Large-scale dual liquid and gas gathering systems have historically been avoided because of uncertainties and problems inherent in the character of multiphase-flow lines. However, if designed properly, a multiphase-flow system may improve field operations and field economics.
In addition and, contrary to popular belief, in the proper circumstance multiphase-flow systems may lower gathering line and wellhead pressure.
Recent advances in surface-facility simulation allow engineers to better predict the character and consequences of collecting all fluids in a single gathering line. The possible advantages shown by these simulations indicate that the option of multiphase flow should be considered when designing new liquid and gas gathering systems.
Potential applications
The potential economic benefit and operational improvement that is provided by multiphase-flow lines is applicable to a wide variety of projects.

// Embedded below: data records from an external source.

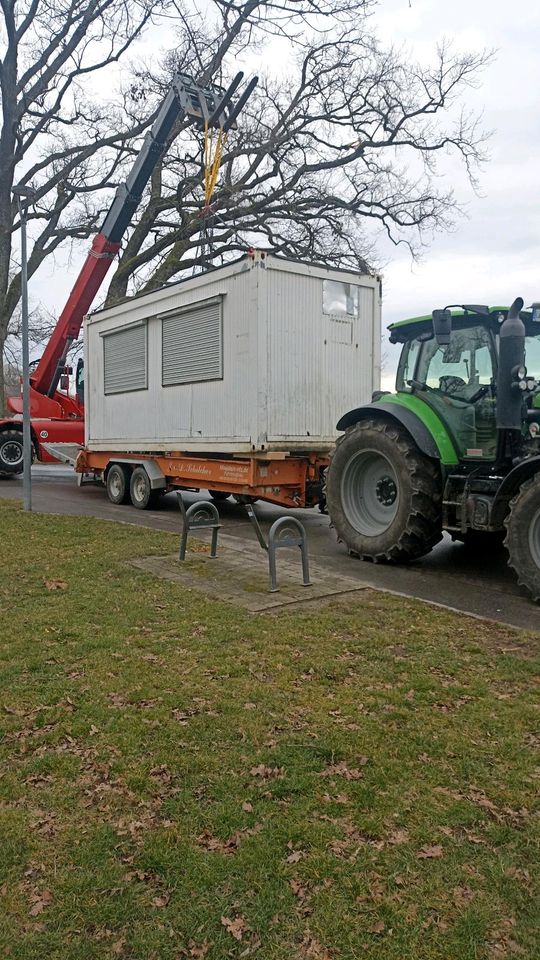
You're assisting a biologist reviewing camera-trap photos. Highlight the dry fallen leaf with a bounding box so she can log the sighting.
[152,893,171,907]
[285,850,305,863]
[189,940,210,960]
[388,827,410,846]
[30,890,52,917]
[416,843,443,860]
[221,916,248,940]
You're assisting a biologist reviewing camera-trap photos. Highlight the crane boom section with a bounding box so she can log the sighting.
[31,74,242,397]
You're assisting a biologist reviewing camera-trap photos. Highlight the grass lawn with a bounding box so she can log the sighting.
[0,501,540,960]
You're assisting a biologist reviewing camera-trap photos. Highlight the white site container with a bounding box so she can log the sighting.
[85,252,381,454]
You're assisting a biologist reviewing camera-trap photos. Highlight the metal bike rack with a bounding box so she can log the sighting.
[245,503,311,593]
[176,493,221,560]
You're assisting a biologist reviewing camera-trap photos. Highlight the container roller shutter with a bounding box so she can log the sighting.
[161,298,223,387]
[103,323,148,394]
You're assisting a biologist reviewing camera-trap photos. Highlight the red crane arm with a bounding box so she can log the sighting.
[30,73,257,397]
[30,233,120,394]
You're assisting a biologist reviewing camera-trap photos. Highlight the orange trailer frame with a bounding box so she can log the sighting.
[75,450,330,507]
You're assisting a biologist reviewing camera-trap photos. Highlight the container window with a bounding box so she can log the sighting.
[161,299,223,387]
[323,280,359,317]
[103,323,148,394]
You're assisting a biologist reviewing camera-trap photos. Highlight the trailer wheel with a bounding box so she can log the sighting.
[105,463,129,505]
[504,473,540,601]
[129,467,161,510]
[0,430,23,475]
[326,419,442,563]
[208,490,230,503]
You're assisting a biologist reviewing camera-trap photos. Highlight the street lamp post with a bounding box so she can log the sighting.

For example, in offshore oil and gas development, a subsurface production system can include a multiphase-flow gathering line to deliver all produced fluids to a land-based separation facility.
This removes the potentially prohibitive cost associated with the construction and maintenance of a fixed platform with separation facilities.
Another application might be in offshore arctic conditions, where this method could eliminate capital costs associated with building large ice-resistant platforms. In onshore development, multiphase production gathering enables the operator to reduce satellite facilities and line mileage.
Whether onshore or offshore, large or marginal, old or new, multiphase-flow gathering lines have the potential to improve field operation and economics.
Aneth Unit
The Aneth oil field is a compelling example because it demonstrates how multiphase production gathering was designed and applied to a mature, onshore field with complex terrain and dynamic fluid levels. Additionally, the Aneth example shows how multiphase production gathering can improve tertiary recovery economics.
This is becoming an issue of growing importance as North American fields deplete.
Texaco`s Aneth Unit is in a topographically complex region of southeastern Utah. The field has been operated as a waterflood since 1955.
The unit encompasses about 24 sq miles and has 14 sites where oil, water, and gas production facilities are located. Approximately 200 miles of production gathering lines and 90 miles of water injection lines are used in daily operations.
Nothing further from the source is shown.